Identify outliers with Power BI visuals

Completed

An outlier is a type of anomaly in your data, something that you didn't expect or that surprised you, based on historical averages or results. You will want to identify outliers to isolate data points that significantly differ from other data points, and then take action to investigate the reasons for the differences. The results of this analysis can make a significant impact on business decision making.

Consider the scenario where you are analyzing data for a shipping warehouse. You notice that the number of orders increased above average for a specific product category. You first want to identify the product category. Then, you want to ask several questions about the outlier:

  • Did above average shipments happen that day?

  • Did this anomaly occur in a specific warehouse?

  • Did a single event cause the increase in orders for that specific category?

  • Did this event occur on other days in the last month, quarter, year, or prior year?

Power BI allows you to identify outliers in your data, but you need to first determine the logic behind what constitutes an outlier. You can use trigger points, such as calculations, around what you would consider the outlier to be.

The process of identifying outliers involves segmenting your data into two groups: one group is the outlier data and the other group is not. You could use calculated columns to identify outliers, but the results would be static until you refresh the data. A better way to identify outliers is to use a visualization or DAX formula because these methods will ensure that your results are dynamic.

When you have identified the outliers in your data, you can then use slicers or filters to highlight those outliers.
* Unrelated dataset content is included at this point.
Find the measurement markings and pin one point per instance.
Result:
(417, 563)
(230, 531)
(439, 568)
Additionally, you can add a legend to your visuals so that the outliers can be identified among the other data. You can then drill in to the outlier data for more detailed analysis.

Use a visual to identify outliers

The best visual to use for identifying outliers is the scatter chart, which shows the relationship between two numerical values. Scatter charts display patterns in large sets of data and are, therefore, ideal for displaying outliers.

When you add a scatter chart to your Power BI report, you put your fields of interest in the X Axis and Y Axis sections, respectively. In this case, the Orders Shipped field is on the x-axis, and the Qty Orders field is on the y-axis.

Screenshot of adding fields to populate a scatter chart.

The visual will update to display the data according to the selected fields, and you'll be able to clearly identify the outliers in that data; they are the isolated items that are away from the bulk of the data.

Screenshot of a scatter chart with outliers.

Now that you can identify the outliers in your data, you can investigate the reasons for their existence and take corrective action.

Use DAX to identify outliers

You can use DAX to create a measure that will identify the outliers in your data, such as in the following formula:

Outliers =
CALCULATE (
    [Order Qty],
    FILTER (
        VALUES ( Product[Product Name] ),
        COUNTROWS ( FILTER ( Sales, [Order Qty] >= [Min Qty] ) ) > 0
    )
)

Order Qty is a measure in the Sales table, and Min Qty refers to the lowest order quantity in the Sales table

When you have created a new outlier measure, you can group your products into categories by using the grouping feature, as you previously did when creating a histogram. You then need to add a scatter chart visual, as you did in the previous section, because this is the best visualization option for displaying outliers. When you've added the scatter chart, populate it with the fields that are associated with your DAX formula and outlier measure.

Screenshot of selecting outlier logic fields to use in a scatter chart.

In the scatter chart, you'll be able to identify the outliers in your data. You can then investigate the reasons for their existence and take corrective action.

Screenshot of a scatter chart to populate outliers.